Ilah pauses a moment just to look at him: he is obviously grieving, but beyond that, he seems strangely exhausted somewhere even deeper. When his wife died, he still had Lu Ten; but now Lu Ten has died, and he has no one.
Except her, she thinks, and ignores every piece of royal protocol she knows in favor of climbing the temporary dais and curving comforting hands over Iroh's shoulders. "I'm sorry," she says quietly; "I loved him, too," and she lets her son cry into her sleeves.
.*.
She tells Iroh the bare minimum and lets him infer the rest; it seems like a bad time to go into all the details of just how readily his younger brother will turn on him. Even that minimum is almost too much, as hard-pressed as Iroh is to care about anything right now. But Ilah knows he will care later - that's why she is doing this, because she knows Iroh wants to see Ozai crowned about as much as she does.
There are some curious looks, but no one questions it when she orders that they turn back and travel away from the capital again, and head for Jashian. It is a large city, far from the capital; and her mother was from Jashian. If she is going to start a civil war, she'll do it in a place where the people are already inclined to like her.
Five:
"It was Ursa," Azulon rasps, "she must be punished; and Ozai-"
"Yes?" Ilah murmurs, still clasping his hand.
Azulon coughs out a laugh. "Ozai should be crowned," he says. "An impressive feat of assassination, using his wife instead of doing it himself - and he was right about Iroh."
Ilah stares down at his drawn face, grey with the strain the poison is placing on his body, and thinks that Ursa has never in her life been used by anybody to do anything that wasn't originally her idea; that Ozai has never in his life been right in the things he thinks and says about Iroh; that Ozai would not in a thousand years have moved against Azulon himself, and certainly not over so small a thing as Zuko's life; and that Azulon is an idiot if he can't see any of these truths.
But she doesn't tell him any of that. "I will make sure that it is done," she says instead.
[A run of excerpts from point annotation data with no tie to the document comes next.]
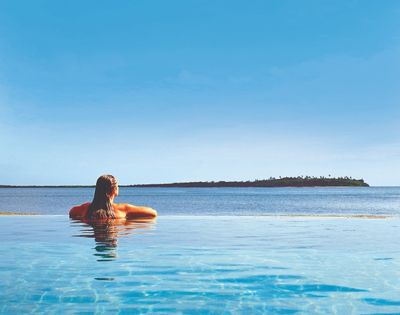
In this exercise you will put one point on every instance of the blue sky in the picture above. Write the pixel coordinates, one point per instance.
(165, 91)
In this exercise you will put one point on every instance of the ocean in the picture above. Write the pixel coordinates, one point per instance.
(216, 201)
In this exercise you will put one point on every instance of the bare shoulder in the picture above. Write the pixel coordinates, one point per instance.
(79, 211)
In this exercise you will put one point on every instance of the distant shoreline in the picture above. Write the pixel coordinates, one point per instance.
(265, 183)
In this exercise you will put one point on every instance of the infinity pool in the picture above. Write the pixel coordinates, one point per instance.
(231, 265)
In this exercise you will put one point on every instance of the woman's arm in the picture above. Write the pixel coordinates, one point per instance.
(79, 211)
(137, 212)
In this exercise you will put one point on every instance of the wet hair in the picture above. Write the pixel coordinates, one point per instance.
(101, 207)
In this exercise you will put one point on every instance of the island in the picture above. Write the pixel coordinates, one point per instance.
(300, 181)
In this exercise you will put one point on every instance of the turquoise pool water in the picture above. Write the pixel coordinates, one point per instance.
(201, 264)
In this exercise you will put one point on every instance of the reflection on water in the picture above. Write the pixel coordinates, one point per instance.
(107, 232)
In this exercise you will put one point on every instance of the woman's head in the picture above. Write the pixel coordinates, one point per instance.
(101, 206)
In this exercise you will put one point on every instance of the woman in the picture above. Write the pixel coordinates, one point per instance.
(103, 206)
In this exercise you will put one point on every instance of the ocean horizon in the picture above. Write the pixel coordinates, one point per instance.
(375, 200)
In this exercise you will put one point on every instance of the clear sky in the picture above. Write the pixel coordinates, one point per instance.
(165, 91)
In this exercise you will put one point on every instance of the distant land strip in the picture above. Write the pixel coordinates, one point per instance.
(300, 181)
(306, 181)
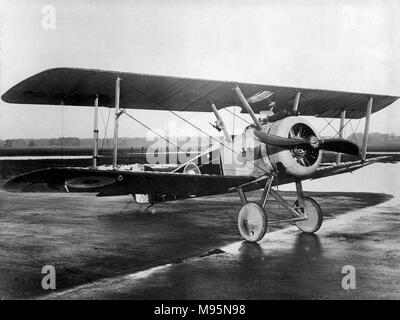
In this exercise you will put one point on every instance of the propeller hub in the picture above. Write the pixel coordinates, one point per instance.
(315, 143)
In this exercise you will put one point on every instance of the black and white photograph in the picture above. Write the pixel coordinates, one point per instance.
(216, 152)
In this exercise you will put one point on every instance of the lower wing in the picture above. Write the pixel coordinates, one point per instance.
(121, 182)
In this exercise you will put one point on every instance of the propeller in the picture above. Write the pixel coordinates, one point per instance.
(335, 145)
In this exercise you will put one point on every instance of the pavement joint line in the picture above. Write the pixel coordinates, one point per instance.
(231, 249)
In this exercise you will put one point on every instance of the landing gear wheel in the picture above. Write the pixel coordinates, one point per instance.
(252, 222)
(314, 216)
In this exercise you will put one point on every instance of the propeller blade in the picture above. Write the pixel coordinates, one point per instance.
(274, 140)
(341, 146)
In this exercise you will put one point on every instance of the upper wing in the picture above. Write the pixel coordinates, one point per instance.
(120, 182)
(78, 87)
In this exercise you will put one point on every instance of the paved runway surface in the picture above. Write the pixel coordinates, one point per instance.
(104, 248)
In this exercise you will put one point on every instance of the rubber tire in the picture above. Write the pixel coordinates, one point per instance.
(316, 216)
(253, 235)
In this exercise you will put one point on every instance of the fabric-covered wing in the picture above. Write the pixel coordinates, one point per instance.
(118, 182)
(335, 169)
(78, 87)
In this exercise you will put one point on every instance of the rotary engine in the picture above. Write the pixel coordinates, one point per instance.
(297, 160)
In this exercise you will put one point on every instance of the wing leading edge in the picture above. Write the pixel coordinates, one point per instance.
(78, 87)
(120, 182)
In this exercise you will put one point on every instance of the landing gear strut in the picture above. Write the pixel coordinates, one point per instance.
(253, 220)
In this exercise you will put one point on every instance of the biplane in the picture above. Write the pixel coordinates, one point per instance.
(279, 146)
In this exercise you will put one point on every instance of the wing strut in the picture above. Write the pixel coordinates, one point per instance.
(341, 132)
(220, 122)
(247, 106)
(296, 102)
(366, 129)
(117, 114)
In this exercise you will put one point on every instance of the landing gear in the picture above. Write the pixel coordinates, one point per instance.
(313, 214)
(253, 221)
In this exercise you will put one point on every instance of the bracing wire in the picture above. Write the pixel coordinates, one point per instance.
(191, 124)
It is a lie, but Azulon will not live long enough to know it.
.*.
"What did he say?" Ozai asks, and the hunger in his face is poorly concealed.
Ilah looks at him impassively, and then beyond him, to where Ursa is standing, pale but composed. "He did not know who poisoned him," she says, looking Ursa in the eye. "Before he passed, he bade me take the throne."
"You?" Ozai says.
Ilah can't help it; she lets herself smile, just a little bit, and behind Ozai, Ursa slowly mirrors the expression. "Yes," she says.